Closed whohensee closed 4 weeks ago
Thinking about this while waiting on my re-hire, I think this topic is worth at least thinking on before working to implement this PR:
In this PR, I added the capability to the pipeline to have more than one 'scorer' object to perform the scoring step with multiple different dl/ml algorithms. However, this required a lot of changes to the structure of the pipeline to handle the fact that a single pipeline run could create objects with more than one provenance, as well as the ability to handle having more than one 'scorer' object for that single scoring pipeline step.
While this works, it still feels redundant to me in the following way: The structure of the pipeline already feels like it has solved this problem by being capable of using the provenances to load up earlier steps that have already been done, so in order to create multiple different scores from the same data, we could just run the pipeline once using method ML1 and a second time using method ML2, and no unnecessary work would be duplicated. The downsides are that it would require somehow moving the scoring configuration up a level perhaps to the conductor, and would communicate with the database more than strictly necessary, but the upside is that it would preserve the linear and (mostly) simple structure of the pipeline, which I suspect may save many headaches down the line.

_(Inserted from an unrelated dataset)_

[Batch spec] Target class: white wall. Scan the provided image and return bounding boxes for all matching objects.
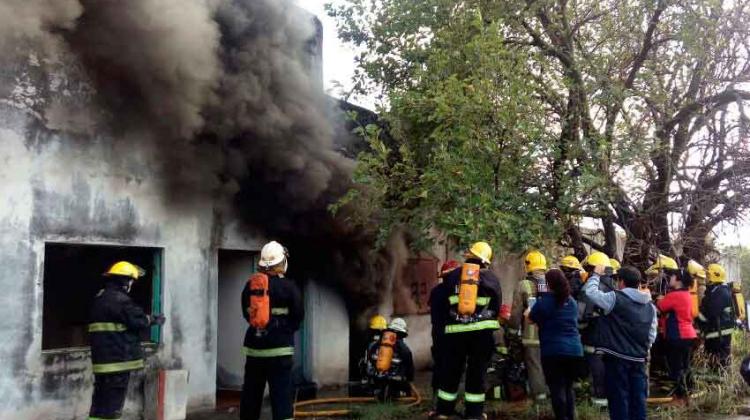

I'm not fully sure whether those listed downsides outweigh the upsides or not, but its probably worth at least considering the implications before committing to one strategy.
My strategy for implementing this object was to create a pipeline object, DeepScore, created by the Scorer object. To give the pipeline the ability to run multiple different dl/ml algorithms, it can accept in config parameters for multiple different algorithms, which will create multiple Scorer objects in the datastore running the pipeline. This required some changes to the provenance tree creation at the start of the pipeline, which I believe I was able to resolve, but was not super elegant (because it breaks a little bit from the original design of the pipeline).
The information on which model and parameters to use for the DeepScore is stored in the
_algorithm
column, which links to a enum table, such that the single integer will point to a model/parameter implementation to use.